The responses to my earlier post on an admittedly nutty idea to get students to come to class seem, so far, to hold that the choice of whether or not to attend class ought to rest solely with the college student, and that he or she ought to live with the consequences of that choice. (Also, there was a fair bit of reminiscing about pointless class meetings that had been attended and about classes aced despite chronic absenteeism.)
I don’t disagree that cultivating a sense of personal responsibility is a good thing (nor that poorly planned or poorly delivered lectures are bad). But how to cultivate that sense of responsibility is the head-scratcher, especially when one’s students seem to have a very different motivation structure than one remembers having when one was a student.
The sad fact is, the course we were talking about last night is one where attendance and learning what one needs to in order to fulfil the requirements of the assignments are strongly correlated. Moreover, it’s a class that one must pass in order to graduate. What this means is that ditching the class is an impediment to graduating. This makes it feel especially urgent to do what one can to help one’s students to see that the correlation is there and take this into consideration when making decisions.
Because trust me, there are always students who profess to be shocked when they discover that the minimal effort they have expended on the class has not been enough to pass. Then there’s the tearful “is there anything else I can do to pass?” conference. And, as big a fan of the cultivation of personal responsibility as we professorial types may be, we’re not made of stone. No, we don’t cave, but it exacts some emotional energy not to cave when a kid who has made some bad choices is crying in your office asking for a do-over.
So, at minimum, we like to make sure there’s very clear signage on the path of doom. And, we’d like to make the path that’s more likely to lead to success more attractive. We just aren’t clear on what precisely would attract our students to it.
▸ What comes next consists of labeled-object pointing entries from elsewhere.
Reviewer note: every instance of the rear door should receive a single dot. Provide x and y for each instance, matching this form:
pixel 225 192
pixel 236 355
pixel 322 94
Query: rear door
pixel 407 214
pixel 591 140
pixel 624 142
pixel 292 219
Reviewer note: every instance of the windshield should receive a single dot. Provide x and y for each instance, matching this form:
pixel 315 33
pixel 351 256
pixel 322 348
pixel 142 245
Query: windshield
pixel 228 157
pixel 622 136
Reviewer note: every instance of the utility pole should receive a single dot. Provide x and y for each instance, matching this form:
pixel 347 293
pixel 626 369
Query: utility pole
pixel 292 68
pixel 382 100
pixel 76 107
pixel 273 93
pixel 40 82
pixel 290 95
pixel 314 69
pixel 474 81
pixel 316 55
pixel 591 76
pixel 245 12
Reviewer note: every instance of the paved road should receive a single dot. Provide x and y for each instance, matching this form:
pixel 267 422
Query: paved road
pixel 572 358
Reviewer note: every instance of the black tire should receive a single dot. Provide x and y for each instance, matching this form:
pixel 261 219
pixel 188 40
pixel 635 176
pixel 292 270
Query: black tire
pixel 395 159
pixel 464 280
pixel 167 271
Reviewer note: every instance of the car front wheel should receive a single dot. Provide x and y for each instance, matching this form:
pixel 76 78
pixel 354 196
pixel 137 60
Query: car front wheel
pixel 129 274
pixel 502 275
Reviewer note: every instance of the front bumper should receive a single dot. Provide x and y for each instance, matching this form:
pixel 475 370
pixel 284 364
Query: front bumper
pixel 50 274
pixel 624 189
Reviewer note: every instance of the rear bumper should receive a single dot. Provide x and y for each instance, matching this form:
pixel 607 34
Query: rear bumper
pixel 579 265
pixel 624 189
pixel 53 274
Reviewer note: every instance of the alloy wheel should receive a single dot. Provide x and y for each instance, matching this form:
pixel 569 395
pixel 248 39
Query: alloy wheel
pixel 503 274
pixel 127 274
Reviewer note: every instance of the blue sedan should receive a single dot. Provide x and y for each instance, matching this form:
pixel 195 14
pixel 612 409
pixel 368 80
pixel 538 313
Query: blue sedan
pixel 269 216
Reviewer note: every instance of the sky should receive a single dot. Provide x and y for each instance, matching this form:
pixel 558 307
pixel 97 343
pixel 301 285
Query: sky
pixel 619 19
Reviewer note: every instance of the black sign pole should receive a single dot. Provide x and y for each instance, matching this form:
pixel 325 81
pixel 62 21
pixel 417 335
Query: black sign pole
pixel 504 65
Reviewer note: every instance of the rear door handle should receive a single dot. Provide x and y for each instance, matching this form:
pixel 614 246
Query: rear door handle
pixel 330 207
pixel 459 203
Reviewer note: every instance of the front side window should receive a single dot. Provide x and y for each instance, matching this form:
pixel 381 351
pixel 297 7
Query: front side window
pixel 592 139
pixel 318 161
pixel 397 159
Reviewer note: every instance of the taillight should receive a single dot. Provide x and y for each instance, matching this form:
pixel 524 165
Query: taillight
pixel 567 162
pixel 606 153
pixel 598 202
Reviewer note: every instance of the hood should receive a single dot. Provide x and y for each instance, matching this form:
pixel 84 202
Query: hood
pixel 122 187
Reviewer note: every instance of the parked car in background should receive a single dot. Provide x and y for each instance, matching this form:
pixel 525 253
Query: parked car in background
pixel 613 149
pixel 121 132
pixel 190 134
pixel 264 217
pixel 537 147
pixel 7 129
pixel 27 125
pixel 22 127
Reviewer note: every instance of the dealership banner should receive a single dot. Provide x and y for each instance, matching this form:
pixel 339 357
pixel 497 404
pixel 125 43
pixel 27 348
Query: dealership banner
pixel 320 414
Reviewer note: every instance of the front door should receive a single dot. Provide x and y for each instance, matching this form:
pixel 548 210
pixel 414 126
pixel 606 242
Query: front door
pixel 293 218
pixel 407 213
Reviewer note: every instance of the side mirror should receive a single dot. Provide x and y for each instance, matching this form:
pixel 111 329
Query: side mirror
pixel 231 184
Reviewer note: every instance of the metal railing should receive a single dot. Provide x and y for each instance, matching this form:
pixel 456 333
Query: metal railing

One other point that I will toss out there without belaboring: a high absentee rate in a class can really screw up your plans for a class meeting, especially one organized around discussion. If half the students don’t show up, and maybe a third of those who do haven’t done the reading and/or won’t open their mouths, it does not make for a riveting learning experience even for those who do show up. In a situation where instructors can’t cut loose those who don’t want to be in the class in fill those slots with students who are ready to engage in the material, it’s a suboptimal experience for everyone.